Effect of oxygen vacancy control on the electrical performance and stability of amorphous Si–In–Zn–O thin-film transistors by adopting Ar plasma treatment
摘要
The effects of Ar plasma treatment on the electrical performance and the stability of amorphous Si–In–Zn–O (a-SIZO) thin-film transistors (TFTs) were investigated with a focus on oxygen vacancy (VO) modulation. Short plasma exposure (≤ 30 s) improved the field-effect mobility (µFE) from 14.5 to 15.8 cm2/V·s while maintaining stable subthreshold swing (S.S.) and threshold voltage (VTH). In contrast, prolonged plasma exposure (≥ 1 min) resulted in a VTH shift from 8.70 V to 3.49 V and degradation of S.S. from 0.481 to 0.813 V/decade, along with significant increases in hysteresis (1.60 → 6.76 V) and ΔVTH (1.17 → 12.06 V).

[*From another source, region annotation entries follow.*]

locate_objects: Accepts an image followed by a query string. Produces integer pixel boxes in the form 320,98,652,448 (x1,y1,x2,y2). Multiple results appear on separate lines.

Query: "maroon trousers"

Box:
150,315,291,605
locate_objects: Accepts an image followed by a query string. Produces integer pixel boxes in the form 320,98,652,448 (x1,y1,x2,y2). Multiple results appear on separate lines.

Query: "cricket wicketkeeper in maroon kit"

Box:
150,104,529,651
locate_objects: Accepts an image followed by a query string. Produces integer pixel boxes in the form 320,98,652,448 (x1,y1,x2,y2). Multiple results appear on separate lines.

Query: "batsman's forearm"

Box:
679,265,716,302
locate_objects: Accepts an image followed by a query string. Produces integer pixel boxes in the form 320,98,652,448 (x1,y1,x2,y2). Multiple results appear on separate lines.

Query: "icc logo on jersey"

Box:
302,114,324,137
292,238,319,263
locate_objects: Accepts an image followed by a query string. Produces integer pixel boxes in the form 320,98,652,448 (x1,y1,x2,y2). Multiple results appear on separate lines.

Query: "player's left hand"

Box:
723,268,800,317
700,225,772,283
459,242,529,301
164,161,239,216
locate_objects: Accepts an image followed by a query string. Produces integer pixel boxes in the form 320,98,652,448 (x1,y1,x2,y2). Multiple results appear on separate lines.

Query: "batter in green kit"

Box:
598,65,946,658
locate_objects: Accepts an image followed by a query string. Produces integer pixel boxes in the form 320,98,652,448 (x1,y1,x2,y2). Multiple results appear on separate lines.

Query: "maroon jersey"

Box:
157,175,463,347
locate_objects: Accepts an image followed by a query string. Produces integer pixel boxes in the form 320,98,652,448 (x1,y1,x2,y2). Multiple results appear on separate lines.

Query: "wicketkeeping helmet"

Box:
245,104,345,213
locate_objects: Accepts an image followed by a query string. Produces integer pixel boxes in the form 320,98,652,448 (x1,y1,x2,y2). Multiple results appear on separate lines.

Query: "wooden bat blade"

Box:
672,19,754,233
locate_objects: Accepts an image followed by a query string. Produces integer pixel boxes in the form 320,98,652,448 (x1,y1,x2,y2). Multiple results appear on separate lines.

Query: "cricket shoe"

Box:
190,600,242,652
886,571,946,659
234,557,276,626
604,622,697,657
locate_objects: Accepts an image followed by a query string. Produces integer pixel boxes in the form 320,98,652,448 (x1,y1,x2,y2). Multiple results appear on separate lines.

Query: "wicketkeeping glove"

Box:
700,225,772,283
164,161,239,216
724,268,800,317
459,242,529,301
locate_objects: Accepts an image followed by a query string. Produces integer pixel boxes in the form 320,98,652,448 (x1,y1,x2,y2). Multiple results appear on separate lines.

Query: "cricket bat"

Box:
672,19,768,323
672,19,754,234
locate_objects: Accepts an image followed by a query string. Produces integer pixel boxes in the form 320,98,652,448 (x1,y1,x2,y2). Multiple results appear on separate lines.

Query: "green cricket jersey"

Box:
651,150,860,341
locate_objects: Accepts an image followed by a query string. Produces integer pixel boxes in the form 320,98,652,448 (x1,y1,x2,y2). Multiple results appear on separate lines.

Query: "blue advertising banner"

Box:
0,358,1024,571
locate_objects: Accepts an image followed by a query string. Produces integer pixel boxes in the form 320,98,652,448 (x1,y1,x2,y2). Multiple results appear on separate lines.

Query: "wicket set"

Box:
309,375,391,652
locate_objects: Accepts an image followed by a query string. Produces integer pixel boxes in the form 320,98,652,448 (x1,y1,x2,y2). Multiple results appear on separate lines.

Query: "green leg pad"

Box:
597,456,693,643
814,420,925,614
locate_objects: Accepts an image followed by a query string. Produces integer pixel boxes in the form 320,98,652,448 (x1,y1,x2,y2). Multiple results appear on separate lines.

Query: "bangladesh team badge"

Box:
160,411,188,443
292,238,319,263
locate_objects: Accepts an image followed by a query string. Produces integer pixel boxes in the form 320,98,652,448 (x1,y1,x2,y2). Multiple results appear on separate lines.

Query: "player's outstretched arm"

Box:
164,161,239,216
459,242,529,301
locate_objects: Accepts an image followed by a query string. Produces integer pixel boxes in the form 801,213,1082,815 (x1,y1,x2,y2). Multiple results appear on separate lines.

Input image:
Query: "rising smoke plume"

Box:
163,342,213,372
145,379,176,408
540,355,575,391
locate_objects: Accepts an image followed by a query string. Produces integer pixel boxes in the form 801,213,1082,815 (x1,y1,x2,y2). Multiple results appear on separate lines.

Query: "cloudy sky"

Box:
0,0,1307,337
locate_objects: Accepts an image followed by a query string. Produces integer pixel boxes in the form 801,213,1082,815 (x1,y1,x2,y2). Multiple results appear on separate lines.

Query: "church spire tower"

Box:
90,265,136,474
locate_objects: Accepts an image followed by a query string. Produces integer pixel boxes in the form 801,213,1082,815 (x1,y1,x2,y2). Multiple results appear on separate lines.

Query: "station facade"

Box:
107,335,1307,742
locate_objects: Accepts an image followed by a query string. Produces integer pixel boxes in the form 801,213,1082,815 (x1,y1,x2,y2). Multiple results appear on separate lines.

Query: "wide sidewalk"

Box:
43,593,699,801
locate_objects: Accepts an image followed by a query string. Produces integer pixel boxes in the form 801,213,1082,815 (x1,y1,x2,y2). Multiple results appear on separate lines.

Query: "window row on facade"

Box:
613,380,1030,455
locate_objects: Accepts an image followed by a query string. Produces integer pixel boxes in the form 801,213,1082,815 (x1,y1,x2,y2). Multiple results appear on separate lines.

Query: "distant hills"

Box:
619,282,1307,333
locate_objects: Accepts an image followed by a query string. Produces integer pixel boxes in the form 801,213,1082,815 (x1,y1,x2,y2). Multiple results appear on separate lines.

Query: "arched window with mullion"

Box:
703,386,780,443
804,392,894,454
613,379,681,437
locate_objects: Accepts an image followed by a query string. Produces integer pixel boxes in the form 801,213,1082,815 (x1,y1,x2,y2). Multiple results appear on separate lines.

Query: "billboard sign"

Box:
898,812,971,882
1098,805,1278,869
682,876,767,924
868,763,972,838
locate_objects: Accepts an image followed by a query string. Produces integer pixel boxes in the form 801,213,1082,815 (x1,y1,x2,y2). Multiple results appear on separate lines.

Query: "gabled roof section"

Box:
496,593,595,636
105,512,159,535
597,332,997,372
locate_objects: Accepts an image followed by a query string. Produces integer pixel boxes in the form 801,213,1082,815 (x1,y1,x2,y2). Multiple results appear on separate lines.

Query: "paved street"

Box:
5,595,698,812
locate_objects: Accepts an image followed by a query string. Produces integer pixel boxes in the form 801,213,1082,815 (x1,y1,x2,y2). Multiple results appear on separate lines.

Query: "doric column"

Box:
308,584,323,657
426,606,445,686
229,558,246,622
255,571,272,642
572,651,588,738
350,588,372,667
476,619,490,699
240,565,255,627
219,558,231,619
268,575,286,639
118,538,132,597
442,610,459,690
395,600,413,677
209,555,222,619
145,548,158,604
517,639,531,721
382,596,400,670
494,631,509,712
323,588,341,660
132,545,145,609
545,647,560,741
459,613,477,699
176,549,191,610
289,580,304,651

X-ray photoelectron spectroscopy (XPS) analysis revealed that the VO concentration increased from 26.28% to 36.03% (1 min treated) with increasing plasma treatment time, originating from Ar ion-induced M–O bond breaking. A moderate increase in VO enhances carrier transport, whereas excessive VO generation induces trap states. Density of state (DoS) analysis confirmed that trap density increased with plasma exposure, showing a quantitative correlation with VO concentration, where bulk traps (DoS, NT) and interface traps (hysteresis) were distinguished. These results demonstrate that Ar plasma treatment induces a trade-off between electrical performance and stability through VO-controlled defect formation, highlighting the importance of precise plasma condition optimization.